FRANKFURT, Germany – The European Central Bank influences the cost of borrowing in the economy of the 17-country eurozone by moving its key interest rate up and down.
Its main refinancing rate is the rate at which eurozone banks can borrow from the ECB. That affects the rate at which banks borrow from each other, the so called money-market rates.
Based on these rates, the banks then decide how much to charge consumers and businesses for loans and how much to pay on deposits.
Here's how ECB rate cuts can affect households, companies and markets:
Companies are affected by interest rate cuts in the same way as households. When taking out loans becomes cheaper, a company is more likely to spend and invest.
Small and medium-sized companies would feel the impact of a rate cut the most, since they depend on bank loans more than large corporations which can raise money by issuing corporate bonds.
One of the reasons that the eurozone economy is doing so poorly is that the smaller companies are struggling to get loans at affordable rates. They form the backbone of the European economy, so improving their performance is key to the continent's hopes of emerging from recession.
By lowering its key rate, the ECB hopes companies will invest in new jobs, which will help boosting consumer spending and the economy.
A rate cut should lead to lower costs for borrowing for consumers — both through cash loans and using credit cards — and in cheaper mortgage rates.
It also means that stashing money away in a savings account would yield less. That might encourage a saver to invest their money where returns are better. That investment, in turn, helps the economy.
However, a rate cut is not guaranteed to send people out to the shops. Some households are currently wary of spending because they are afraid they might lose their jobs — unemployment is at a record 12.1 percent in the eurozone. Others have seen their income reduced after governments in some countries have cut public-sector salaries and trimmed pension payments.
An ECB rate cut typically boosts the stock market and hurts the currency, in this case the euro.

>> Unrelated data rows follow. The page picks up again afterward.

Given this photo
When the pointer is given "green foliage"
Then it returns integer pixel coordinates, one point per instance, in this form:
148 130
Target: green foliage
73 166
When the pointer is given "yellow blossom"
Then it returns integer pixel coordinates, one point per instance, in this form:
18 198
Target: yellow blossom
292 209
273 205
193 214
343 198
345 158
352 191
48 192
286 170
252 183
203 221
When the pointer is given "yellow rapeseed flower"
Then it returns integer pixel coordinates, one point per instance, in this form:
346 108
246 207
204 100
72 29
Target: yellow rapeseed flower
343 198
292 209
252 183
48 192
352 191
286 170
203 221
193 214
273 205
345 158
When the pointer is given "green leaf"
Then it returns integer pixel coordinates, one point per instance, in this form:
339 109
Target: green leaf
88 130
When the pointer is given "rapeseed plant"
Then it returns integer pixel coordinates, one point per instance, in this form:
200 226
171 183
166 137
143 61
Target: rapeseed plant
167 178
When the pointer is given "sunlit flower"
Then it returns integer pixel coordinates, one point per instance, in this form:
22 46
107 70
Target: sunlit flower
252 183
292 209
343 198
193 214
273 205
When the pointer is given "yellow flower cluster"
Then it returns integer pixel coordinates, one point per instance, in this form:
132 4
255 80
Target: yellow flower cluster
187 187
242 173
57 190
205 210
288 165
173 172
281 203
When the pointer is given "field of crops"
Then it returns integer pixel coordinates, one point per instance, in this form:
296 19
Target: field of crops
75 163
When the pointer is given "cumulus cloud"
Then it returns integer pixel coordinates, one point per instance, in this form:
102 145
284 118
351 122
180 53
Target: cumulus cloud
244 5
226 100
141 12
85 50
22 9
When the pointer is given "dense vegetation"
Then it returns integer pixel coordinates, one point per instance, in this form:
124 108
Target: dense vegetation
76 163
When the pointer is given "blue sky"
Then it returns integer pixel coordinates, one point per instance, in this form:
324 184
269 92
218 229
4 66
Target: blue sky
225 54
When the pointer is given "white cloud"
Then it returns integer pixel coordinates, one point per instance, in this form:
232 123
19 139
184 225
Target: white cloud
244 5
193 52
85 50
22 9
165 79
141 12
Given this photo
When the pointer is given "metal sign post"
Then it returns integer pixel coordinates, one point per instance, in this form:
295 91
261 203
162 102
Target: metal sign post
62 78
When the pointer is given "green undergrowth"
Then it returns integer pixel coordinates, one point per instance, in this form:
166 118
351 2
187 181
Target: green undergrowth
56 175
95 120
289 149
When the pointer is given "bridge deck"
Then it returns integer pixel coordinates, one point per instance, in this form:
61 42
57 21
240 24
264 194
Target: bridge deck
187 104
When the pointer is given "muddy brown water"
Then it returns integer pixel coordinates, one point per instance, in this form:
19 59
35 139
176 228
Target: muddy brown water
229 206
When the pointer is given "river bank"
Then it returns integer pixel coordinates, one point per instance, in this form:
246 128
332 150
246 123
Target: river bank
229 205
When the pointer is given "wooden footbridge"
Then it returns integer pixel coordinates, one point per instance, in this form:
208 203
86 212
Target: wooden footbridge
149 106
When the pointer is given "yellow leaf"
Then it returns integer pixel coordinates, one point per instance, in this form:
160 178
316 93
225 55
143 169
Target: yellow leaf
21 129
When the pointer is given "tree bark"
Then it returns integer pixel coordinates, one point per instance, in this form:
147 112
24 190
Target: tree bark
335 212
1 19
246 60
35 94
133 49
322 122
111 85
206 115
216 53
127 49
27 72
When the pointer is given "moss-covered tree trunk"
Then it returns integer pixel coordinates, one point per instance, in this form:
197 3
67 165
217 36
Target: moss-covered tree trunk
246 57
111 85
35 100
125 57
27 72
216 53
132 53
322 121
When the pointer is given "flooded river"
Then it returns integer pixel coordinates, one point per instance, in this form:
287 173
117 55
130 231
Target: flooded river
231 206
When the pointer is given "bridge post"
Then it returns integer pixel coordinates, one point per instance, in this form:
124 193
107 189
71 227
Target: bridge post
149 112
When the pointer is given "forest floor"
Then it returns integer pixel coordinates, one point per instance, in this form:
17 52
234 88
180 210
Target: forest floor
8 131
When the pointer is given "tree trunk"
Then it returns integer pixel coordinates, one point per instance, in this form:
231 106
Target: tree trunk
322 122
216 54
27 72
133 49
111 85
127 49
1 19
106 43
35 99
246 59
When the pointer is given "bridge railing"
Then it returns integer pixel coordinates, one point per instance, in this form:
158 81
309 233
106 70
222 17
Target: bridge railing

Stocks rise as investors bet that the cheaper borrowing rates will feed through to households and companies, boosting economic activity. The hope is that results in higher earnings for the companies whose shares the investors buy.
The euro would be weakened because the ECB's rate cut lowers the amount of interest that investors can earn from interest-bearing investments in that currency. A savings account, for example, will yield a lower rate of return.
Experts say that when central banks set their key interest rates at ultra-low levels — as is the case in the eurozone, the U.S., Japan and Britain — some investors borrow money cheaply to make speculative bets. That can cause surprisingly strong gains in some investments, such as stock or commodities. Some analysts say that is one reason the stock market has done so well this year, despite weak economic growth.